US Undersecretary for Arms Control and International Security Andrea Thompson announced that the United States is planning to commence its withdrawal from the INF Treaty beginning 2 February, citing a lack of "Russian compliance". The process of withdrawing from the bilateral treaty will take around 6 months to complete. Russia will have the same amount of time after the suspension of US obligations under the treaty to prove that it has halted its alleged violations.
She added that no progress in regards to resolving the alleged treaty violations had been made during the meeting with Russian representatives in Geneva, as Moscow had failed to provide "verifiable measures to uphold INF Treaty". The US undersecretary expressed hope that Russia would present a plan to return to compliance with the treaty at the NATO-Russia Council next week.
Thompson further noted that following a full withdrawal, the US would be free to conduct research and development of armaments banned under the INF Treaty.

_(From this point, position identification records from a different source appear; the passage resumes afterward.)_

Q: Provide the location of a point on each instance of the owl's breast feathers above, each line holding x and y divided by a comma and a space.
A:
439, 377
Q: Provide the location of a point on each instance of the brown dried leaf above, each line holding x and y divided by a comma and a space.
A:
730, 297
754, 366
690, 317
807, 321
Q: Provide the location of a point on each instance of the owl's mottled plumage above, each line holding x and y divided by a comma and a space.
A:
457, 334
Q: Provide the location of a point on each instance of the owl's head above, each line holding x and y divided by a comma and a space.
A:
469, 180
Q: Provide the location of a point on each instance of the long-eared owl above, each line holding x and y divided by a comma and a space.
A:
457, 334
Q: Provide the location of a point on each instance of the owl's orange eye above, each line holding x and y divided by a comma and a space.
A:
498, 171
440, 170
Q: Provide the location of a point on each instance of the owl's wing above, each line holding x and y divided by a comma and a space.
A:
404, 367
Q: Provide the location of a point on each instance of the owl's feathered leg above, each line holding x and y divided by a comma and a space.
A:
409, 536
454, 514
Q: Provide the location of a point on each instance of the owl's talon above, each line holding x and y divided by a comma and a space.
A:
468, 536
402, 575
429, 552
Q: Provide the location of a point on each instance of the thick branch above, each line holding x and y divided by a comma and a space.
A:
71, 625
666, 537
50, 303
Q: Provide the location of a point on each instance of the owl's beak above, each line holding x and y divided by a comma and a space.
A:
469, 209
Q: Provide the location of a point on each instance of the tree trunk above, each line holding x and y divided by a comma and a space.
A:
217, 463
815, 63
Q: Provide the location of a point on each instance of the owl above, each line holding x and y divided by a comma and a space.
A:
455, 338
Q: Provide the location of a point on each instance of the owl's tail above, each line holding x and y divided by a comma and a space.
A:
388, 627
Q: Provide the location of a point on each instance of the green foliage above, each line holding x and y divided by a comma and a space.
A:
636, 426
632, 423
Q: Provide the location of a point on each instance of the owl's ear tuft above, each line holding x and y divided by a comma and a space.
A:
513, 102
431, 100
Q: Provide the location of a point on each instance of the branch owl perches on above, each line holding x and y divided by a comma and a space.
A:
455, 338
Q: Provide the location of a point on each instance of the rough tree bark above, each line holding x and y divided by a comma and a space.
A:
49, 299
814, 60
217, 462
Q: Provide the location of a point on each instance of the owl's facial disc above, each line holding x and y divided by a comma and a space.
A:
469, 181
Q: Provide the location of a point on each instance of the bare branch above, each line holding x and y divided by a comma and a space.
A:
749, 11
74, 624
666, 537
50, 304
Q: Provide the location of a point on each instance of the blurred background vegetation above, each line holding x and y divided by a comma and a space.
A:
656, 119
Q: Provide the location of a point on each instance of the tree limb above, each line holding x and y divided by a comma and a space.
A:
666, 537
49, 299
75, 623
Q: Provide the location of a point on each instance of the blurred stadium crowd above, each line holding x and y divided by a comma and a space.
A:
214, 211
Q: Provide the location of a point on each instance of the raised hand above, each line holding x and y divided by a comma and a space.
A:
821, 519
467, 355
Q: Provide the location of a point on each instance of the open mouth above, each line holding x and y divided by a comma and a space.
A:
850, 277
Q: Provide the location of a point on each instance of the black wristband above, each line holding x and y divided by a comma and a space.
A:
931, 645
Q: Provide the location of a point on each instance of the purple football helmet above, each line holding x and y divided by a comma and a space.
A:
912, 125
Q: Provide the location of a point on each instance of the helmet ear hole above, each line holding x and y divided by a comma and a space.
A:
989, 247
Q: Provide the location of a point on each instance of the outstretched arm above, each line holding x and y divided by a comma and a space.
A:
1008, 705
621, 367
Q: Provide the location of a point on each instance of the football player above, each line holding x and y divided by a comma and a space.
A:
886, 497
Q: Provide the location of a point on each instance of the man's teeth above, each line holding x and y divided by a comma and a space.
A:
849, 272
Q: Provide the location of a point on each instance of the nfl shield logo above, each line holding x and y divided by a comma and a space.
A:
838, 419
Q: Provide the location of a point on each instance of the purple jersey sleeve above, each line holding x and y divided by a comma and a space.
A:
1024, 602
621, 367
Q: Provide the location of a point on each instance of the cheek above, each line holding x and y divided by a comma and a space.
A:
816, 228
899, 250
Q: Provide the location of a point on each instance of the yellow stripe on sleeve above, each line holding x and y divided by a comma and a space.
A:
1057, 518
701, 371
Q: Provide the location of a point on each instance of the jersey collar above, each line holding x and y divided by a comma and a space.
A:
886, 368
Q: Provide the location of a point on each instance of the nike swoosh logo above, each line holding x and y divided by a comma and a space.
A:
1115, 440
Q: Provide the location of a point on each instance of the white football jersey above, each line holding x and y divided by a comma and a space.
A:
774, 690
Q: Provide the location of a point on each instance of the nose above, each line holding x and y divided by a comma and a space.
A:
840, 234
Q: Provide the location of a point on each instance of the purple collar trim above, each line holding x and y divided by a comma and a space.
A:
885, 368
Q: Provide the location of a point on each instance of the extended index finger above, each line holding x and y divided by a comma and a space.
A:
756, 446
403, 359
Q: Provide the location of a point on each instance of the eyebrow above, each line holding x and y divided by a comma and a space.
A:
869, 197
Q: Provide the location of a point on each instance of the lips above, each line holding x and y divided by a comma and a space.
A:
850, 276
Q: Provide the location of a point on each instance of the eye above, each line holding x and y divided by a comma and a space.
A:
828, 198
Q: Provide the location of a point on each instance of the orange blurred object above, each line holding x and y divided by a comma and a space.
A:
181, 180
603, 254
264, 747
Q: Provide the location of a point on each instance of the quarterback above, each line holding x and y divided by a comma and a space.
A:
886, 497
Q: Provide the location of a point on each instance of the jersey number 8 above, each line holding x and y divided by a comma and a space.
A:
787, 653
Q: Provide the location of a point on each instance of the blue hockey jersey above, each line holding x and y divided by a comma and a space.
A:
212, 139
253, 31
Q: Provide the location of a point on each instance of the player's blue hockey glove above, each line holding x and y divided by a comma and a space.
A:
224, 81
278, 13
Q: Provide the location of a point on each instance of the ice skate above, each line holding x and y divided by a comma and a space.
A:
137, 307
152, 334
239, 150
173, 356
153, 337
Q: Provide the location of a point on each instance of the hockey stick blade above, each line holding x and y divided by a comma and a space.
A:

Both parties at the recent Geneva talks on the INF Treaty's future were left unsatisfied with the meeting. The Russian side slammed the US representatives for arriving to the talks with premeditated positions, which led Russian Foreign Minister Sergey Lavrov dubbed to state: "You are violating the treaty and we are not".
He added that Russia had presented "constructive proposals" to the US, going on to explain what the 9M729 is — the missile system that led Washington to believe that Moscow was in violation of the 1987 treaty.
In early December 2018, Secretary of State Mike Pompeo said that the US would suspend its adherence to the INF treaty within 60 days unless Russia returned to full compliance with the agreement. Moscow has consistently denied any violation of the 1987 accord, adding that the 9M729 missile system that US demanded they ban had been tested by Russia only at ranges permitted under the treaty.